Changes to binding arbitration would affect all departments, said Kettering City Manager Mark Schwieterman.

Instead of an independent, third-party arbitrator deciding the issues, SB 5 gives that task to elected representatives — city councils and city commissions.

“That changes the process and the final resolution,” Schwieterman said.

Many local council members and city managers have long complained that the current binding arbitration favors unions, driving up contract costs.

Schwieterman said SB 5’s elimination of third-party binding arbitration would increase control at the local level.

“The reliance on the third party for that decision has taken the final decision away from our elected officials.”

Union officials complain the pendulum has made a swing in the other direction.

Dayton City Manager Tim Riordan favors binding arbitration with qualifications.

“I was always one who favored binding arbitration, and that’s because I lived through the strike (in 1977), where the fire department was on strike for a week, and you watched buildings burn to the ground. There was a no-strike clause in the state law then, but that didn’t stop that,” he said. The city and its unions agreed to binding arbitration following the 1977 strike. Riordan said there has not been a strike since then.
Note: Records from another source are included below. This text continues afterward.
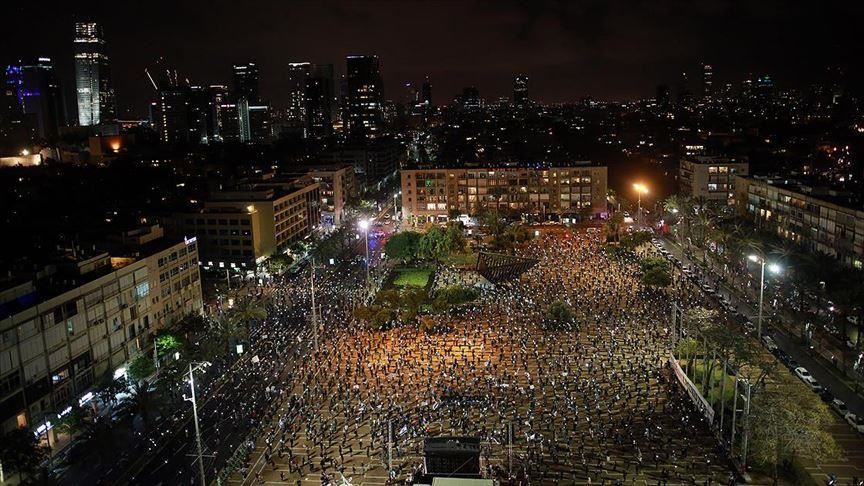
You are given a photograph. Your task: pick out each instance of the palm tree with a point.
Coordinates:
(614, 225)
(140, 401)
(226, 326)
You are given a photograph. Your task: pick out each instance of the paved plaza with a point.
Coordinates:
(589, 402)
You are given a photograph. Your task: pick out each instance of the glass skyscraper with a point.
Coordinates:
(92, 76)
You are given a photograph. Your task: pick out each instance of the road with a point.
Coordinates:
(849, 440)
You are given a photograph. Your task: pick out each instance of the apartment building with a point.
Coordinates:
(239, 227)
(84, 315)
(817, 219)
(430, 194)
(711, 178)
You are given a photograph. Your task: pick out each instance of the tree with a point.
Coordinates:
(140, 400)
(20, 450)
(455, 237)
(657, 277)
(635, 239)
(613, 226)
(493, 221)
(789, 421)
(167, 343)
(278, 263)
(140, 368)
(109, 387)
(403, 246)
(433, 244)
(226, 328)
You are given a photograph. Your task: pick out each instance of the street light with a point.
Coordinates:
(640, 189)
(772, 267)
(198, 366)
(364, 225)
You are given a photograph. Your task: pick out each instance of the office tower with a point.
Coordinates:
(246, 82)
(764, 89)
(36, 90)
(218, 96)
(663, 97)
(319, 116)
(707, 81)
(364, 116)
(298, 73)
(426, 92)
(470, 99)
(229, 122)
(520, 90)
(181, 114)
(96, 102)
(259, 130)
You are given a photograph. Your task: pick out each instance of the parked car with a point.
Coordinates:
(856, 422)
(839, 406)
(807, 378)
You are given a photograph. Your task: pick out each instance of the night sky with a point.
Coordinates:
(603, 49)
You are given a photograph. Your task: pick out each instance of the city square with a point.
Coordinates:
(592, 402)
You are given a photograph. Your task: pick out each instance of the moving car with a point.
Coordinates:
(807, 378)
(856, 422)
(769, 343)
(839, 406)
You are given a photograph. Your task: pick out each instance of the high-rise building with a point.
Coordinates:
(663, 97)
(520, 90)
(426, 92)
(95, 94)
(37, 91)
(364, 110)
(298, 73)
(707, 81)
(246, 82)
(181, 114)
(470, 99)
(218, 96)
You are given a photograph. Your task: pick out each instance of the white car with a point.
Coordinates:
(807, 378)
(856, 422)
(839, 406)
(769, 343)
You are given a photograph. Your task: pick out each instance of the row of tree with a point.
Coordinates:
(786, 420)
(435, 244)
(403, 306)
(710, 230)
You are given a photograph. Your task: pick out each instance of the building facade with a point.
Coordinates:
(711, 178)
(818, 221)
(61, 333)
(337, 187)
(239, 228)
(430, 194)
(95, 94)
(364, 103)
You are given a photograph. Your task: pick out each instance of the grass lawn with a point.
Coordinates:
(412, 276)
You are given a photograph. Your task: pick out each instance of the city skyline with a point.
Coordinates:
(568, 51)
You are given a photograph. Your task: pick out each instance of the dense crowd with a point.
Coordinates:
(589, 401)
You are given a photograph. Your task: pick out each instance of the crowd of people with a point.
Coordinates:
(590, 401)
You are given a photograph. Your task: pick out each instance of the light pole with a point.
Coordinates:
(364, 225)
(640, 189)
(198, 366)
(773, 267)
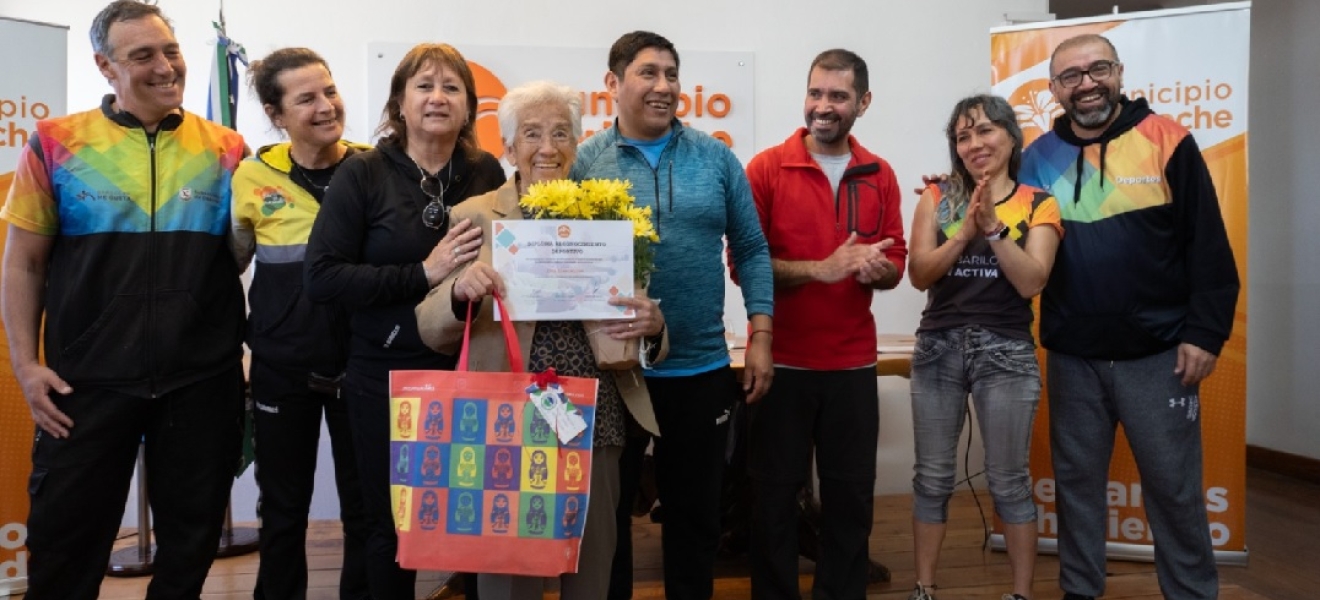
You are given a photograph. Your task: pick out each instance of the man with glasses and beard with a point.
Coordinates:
(830, 214)
(1135, 311)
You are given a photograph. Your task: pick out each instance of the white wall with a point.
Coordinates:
(1283, 282)
(923, 57)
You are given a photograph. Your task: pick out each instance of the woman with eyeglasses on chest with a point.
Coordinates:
(383, 239)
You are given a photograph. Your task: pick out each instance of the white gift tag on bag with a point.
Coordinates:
(564, 418)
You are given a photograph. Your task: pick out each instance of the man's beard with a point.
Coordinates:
(1097, 116)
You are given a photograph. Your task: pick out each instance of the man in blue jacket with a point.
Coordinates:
(700, 195)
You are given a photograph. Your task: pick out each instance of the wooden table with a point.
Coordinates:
(892, 355)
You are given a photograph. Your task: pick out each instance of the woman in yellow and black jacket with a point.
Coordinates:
(298, 347)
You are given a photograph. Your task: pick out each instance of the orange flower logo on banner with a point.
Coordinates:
(1035, 107)
(490, 91)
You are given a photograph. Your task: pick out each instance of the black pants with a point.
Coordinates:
(79, 484)
(693, 416)
(368, 418)
(836, 413)
(630, 478)
(287, 418)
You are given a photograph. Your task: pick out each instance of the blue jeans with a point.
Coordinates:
(1003, 379)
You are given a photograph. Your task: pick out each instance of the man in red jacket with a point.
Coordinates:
(829, 210)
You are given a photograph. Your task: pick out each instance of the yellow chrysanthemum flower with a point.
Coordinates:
(597, 199)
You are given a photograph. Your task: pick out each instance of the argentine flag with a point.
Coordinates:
(222, 104)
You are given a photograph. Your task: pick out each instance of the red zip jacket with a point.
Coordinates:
(824, 326)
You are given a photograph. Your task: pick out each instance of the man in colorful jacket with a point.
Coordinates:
(830, 214)
(698, 194)
(1134, 315)
(118, 220)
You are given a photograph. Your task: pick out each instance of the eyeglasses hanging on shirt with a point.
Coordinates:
(857, 203)
(436, 212)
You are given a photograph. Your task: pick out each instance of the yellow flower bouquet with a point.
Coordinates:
(597, 199)
(601, 199)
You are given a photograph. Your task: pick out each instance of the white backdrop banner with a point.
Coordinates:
(717, 87)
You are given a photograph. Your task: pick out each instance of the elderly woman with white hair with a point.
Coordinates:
(540, 125)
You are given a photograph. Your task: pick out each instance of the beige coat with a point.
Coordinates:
(442, 331)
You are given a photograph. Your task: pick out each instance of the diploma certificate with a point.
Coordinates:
(564, 269)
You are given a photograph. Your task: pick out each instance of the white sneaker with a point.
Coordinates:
(920, 594)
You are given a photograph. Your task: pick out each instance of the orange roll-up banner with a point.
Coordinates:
(1191, 65)
(33, 58)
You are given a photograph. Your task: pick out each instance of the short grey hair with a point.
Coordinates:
(536, 94)
(120, 11)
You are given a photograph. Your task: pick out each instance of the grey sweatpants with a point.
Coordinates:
(1160, 416)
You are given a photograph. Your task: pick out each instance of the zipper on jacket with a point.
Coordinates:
(151, 274)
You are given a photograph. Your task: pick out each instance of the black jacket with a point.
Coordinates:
(1145, 263)
(367, 245)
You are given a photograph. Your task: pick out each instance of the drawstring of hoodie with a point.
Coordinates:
(1104, 149)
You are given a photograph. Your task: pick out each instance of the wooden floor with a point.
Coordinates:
(1283, 540)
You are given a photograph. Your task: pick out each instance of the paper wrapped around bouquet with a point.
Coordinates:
(611, 354)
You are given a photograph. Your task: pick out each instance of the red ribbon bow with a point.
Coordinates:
(545, 377)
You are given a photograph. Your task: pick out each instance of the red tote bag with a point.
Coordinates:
(479, 481)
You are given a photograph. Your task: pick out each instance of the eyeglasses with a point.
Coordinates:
(436, 212)
(535, 137)
(148, 57)
(1098, 71)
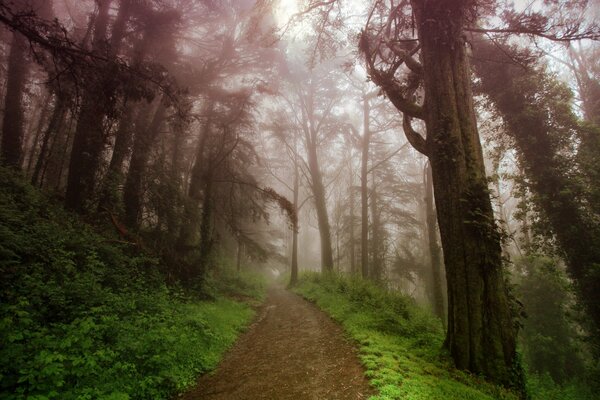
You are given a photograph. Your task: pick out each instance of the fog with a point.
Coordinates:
(446, 151)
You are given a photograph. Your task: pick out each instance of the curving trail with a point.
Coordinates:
(292, 351)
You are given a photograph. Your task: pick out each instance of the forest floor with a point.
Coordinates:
(292, 351)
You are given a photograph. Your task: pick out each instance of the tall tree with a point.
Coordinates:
(18, 68)
(481, 335)
(536, 110)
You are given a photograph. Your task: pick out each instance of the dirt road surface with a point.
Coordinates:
(291, 351)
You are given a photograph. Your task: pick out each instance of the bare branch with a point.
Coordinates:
(415, 138)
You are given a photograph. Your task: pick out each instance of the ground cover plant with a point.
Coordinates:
(401, 345)
(83, 316)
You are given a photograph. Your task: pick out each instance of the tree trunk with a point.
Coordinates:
(294, 267)
(321, 208)
(434, 249)
(481, 336)
(114, 175)
(364, 191)
(12, 124)
(56, 121)
(206, 240)
(142, 147)
(352, 238)
(376, 270)
(89, 140)
(541, 154)
(239, 255)
(41, 122)
(189, 230)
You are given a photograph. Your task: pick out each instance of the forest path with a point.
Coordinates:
(292, 351)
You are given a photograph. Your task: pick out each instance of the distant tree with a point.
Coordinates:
(536, 109)
(19, 63)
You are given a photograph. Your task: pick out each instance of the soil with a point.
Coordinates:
(291, 351)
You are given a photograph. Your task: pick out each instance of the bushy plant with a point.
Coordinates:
(83, 316)
(400, 344)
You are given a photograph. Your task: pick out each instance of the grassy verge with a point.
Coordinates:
(400, 344)
(83, 316)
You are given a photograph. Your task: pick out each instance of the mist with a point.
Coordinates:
(424, 173)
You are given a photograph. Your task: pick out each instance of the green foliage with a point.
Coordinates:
(550, 340)
(400, 344)
(85, 317)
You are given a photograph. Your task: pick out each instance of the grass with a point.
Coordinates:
(83, 316)
(400, 344)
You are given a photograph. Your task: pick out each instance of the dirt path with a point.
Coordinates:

Riordan, however, said he would like to see some limitations placed on the third-party arbitrator. “I am in favor of more limited purview of what arbitrators can decide because they really could decide anything and everything. It may not be the pay. It may be the benefits and things that can be costly,” he said.

Both Biehl and Redden said they found a lot they liked in SB 5, but Biehl thinks “it went too far.”

“There needs to be some revision in collective bargaining, fundamentally,” Biehl said. “I believe the legislature and the governor took on an issue that was in need of review.”

Staff writer Lauren Pack contributed to this report.